Soledad bites nervously at the inside of her lip.

‘But don’t worry,’ Beto says. ‘Nogales is supposed to be better. I mean, it’s supposed to be easier to get across, because nobody wants to cross in the desert and stuff, so there’s not as much Border Patrol. That’s why I didn’t try to cross at TJ. I’m going to Nogales to get across.’

Beto presses his lips together, and Luca can smell the orange and mango of the Blistex. It gives him a feeling of gladness.

‘That’s where this train is going, right? Nogales?’ Beto asks, leaning back on his elbows and stretching his legs in front of him.

‘We hope so,’ Luca says.

‘There’s one more major junction,’ Beto says. ‘At Benjamín Hill, the tracks split. Straight north to Nogales, or west to Baja. When I was coming down, I was supposed to get off there and change trains, but we didn’t stop, so I just kept rolling south until we hit that lay-by.’ He sighs. ‘I hope we don’t end up back in Tijuana. Imagine if I just did a Bestia sightseeing tour of the countryside and wound up back in el dompe?’

Soledad groans. ‘So you mean we might have to change again?’ she says. ‘When we’re this close?’

‘I guess we’ll see,’ Beto says, reaching into his pocket and drawing out a fistful of sunflower seeds. He munches them and spits the shells over the edge of the train without sitting up. He offers to share them with the others, but his hands are sweaty, and no one takes him up on his generosity.

‘How long you been traveling?’ Soledad asks him.

‘Only a few days,’ he says. ‘I guess this is my third or fourth day. That your sister?’

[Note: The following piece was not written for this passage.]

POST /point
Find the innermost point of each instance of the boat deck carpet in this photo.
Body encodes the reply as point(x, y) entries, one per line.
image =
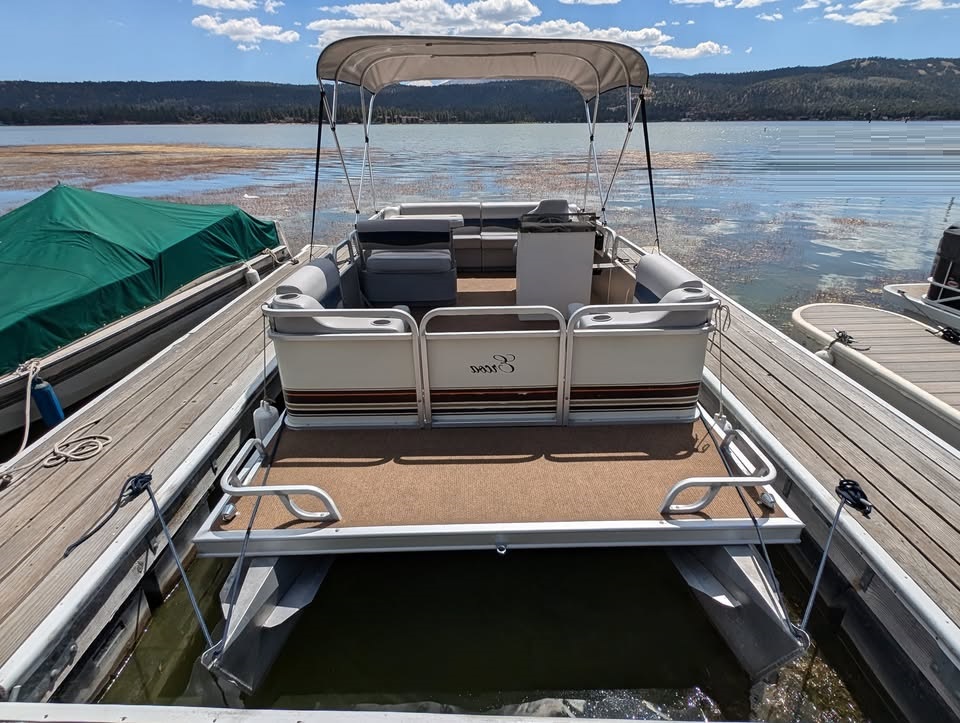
point(492, 475)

He points at Rebeca with his chin. She’s only half facing them, watching the passage of the impossible landscape: scrubby welters of green growing from the powdery earth, the arc of hot blue above them, the serrated brown of the distant mountains, the increasingly rare sight of a vehicle on the parallel highway.

‘Yes, that’s Rebeca,’ she says. ‘And I’m Soledad.’

‘How come she’s so quiet?’ Beto asks. ‘She doesn’t talk?’

Rebeca turns her face but not her eyes toward him. ‘I used to talk,’ she says. ‘Now I don’t talk anymore.’

Beto sits up and brushes the salt and the sunflower-seed dust from his fingertips. ‘Fair enough,’ he says.

Two hours later they slow but do not stop as they pass through the small town of Benjamín Hill, and Luca feels encouraged by the fact that, after the tangle of tracks recedes back to a single line, they’ve emerged on the easternmost route, which continues due north toward Nogales.

Santa Ana, Los Janos, Bambuto, check, check, check. By early afternoon, Luca spots an airplane low in the sky. It becomes larger and flies lower until it seems like it will collide with their train. They all duck, pinning themselves flat to the top of the train as they pass the runway of Nogales International Airport.